This book is a study of land tenure changes in the Department of Cochabamba, Bolivia, from the sixteenth century to the 1950s. It focuses on the late nineteenth and early twentieth centuries, when the colonial haciendas that had developed to supply the Potosí market were gradually broken up and sold off, transforming the land tenure system from one of large estates to one of independent peasant cultivators. How this occurred is of great interest, because the process preceded rather than followed the political revolution in Bolivia.

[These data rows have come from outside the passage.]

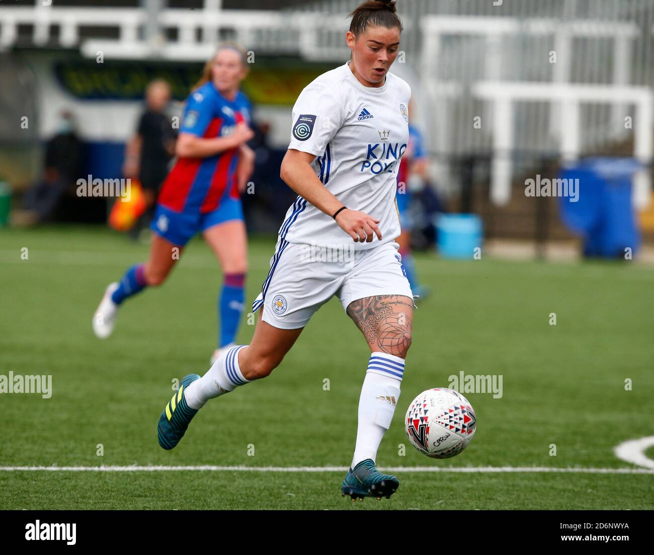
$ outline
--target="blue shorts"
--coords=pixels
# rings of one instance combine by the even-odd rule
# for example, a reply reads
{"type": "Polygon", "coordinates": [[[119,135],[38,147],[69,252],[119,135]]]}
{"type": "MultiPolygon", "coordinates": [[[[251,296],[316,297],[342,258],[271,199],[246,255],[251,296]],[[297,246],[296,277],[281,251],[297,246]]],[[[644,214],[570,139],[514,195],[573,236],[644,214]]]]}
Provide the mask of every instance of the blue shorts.
{"type": "Polygon", "coordinates": [[[404,193],[397,193],[395,200],[398,203],[398,210],[400,211],[400,227],[402,231],[410,231],[413,227],[411,214],[409,211],[409,205],[411,204],[411,193],[405,190],[404,193]]]}
{"type": "Polygon", "coordinates": [[[196,233],[230,220],[243,219],[241,199],[227,197],[221,200],[215,210],[205,214],[198,211],[176,212],[158,204],[150,226],[157,235],[182,247],[196,233]]]}

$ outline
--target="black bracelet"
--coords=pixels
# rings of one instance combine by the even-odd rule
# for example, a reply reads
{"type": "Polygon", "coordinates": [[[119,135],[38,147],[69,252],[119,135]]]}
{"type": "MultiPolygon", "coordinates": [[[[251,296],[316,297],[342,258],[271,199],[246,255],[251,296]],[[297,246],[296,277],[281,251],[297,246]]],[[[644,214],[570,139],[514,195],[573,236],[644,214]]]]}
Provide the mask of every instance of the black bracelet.
{"type": "Polygon", "coordinates": [[[336,219],[336,216],[340,214],[343,210],[347,210],[347,209],[348,209],[347,206],[343,206],[342,208],[339,208],[336,211],[336,213],[332,217],[334,218],[334,219],[336,219]]]}

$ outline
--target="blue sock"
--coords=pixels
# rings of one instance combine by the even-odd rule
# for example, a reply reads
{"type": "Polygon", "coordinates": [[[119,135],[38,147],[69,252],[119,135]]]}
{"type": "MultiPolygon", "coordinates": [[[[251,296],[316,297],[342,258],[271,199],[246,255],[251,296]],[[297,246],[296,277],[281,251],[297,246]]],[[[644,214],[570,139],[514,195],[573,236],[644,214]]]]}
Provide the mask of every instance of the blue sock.
{"type": "Polygon", "coordinates": [[[417,276],[415,274],[415,265],[413,262],[413,257],[410,253],[405,253],[402,255],[402,265],[404,266],[404,272],[407,275],[409,280],[409,285],[411,288],[417,289],[420,287],[418,283],[417,276]]]}
{"type": "Polygon", "coordinates": [[[218,304],[218,346],[234,342],[245,301],[245,274],[226,274],[218,304]]]}
{"type": "Polygon", "coordinates": [[[111,296],[111,300],[116,304],[120,304],[128,297],[142,291],[147,286],[144,270],[144,264],[135,264],[126,272],[118,288],[111,296]]]}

Robert Jackson uses notarial records, tributary lists, and cadastral surveys to trace the fragmentation of the colonial haciendas in detail, showing that it resulted partly from subdividing larger estates among heirs and partly from selling off portions of estates both to individuals of moderate wealth and to peasant cultivators. At the same time, he shows that Indian community lands, which in the altiplano region were purchased primarily by large landowners, were sold mostly to peasant cultivators in Cochabamba. As a result, the number of individual private landholdings in the department grew from slightly over 1,000 in the 1840s to about 45,000 in 1912. Jackson attributes this result primarily to liberal free trade policies and to the building of railroads from the Pacific coast into the highlands, which left inefficient Cochabamba hacendados unable to compete in their traditional markets, forcing them into debt and ultimately into selling off their estates.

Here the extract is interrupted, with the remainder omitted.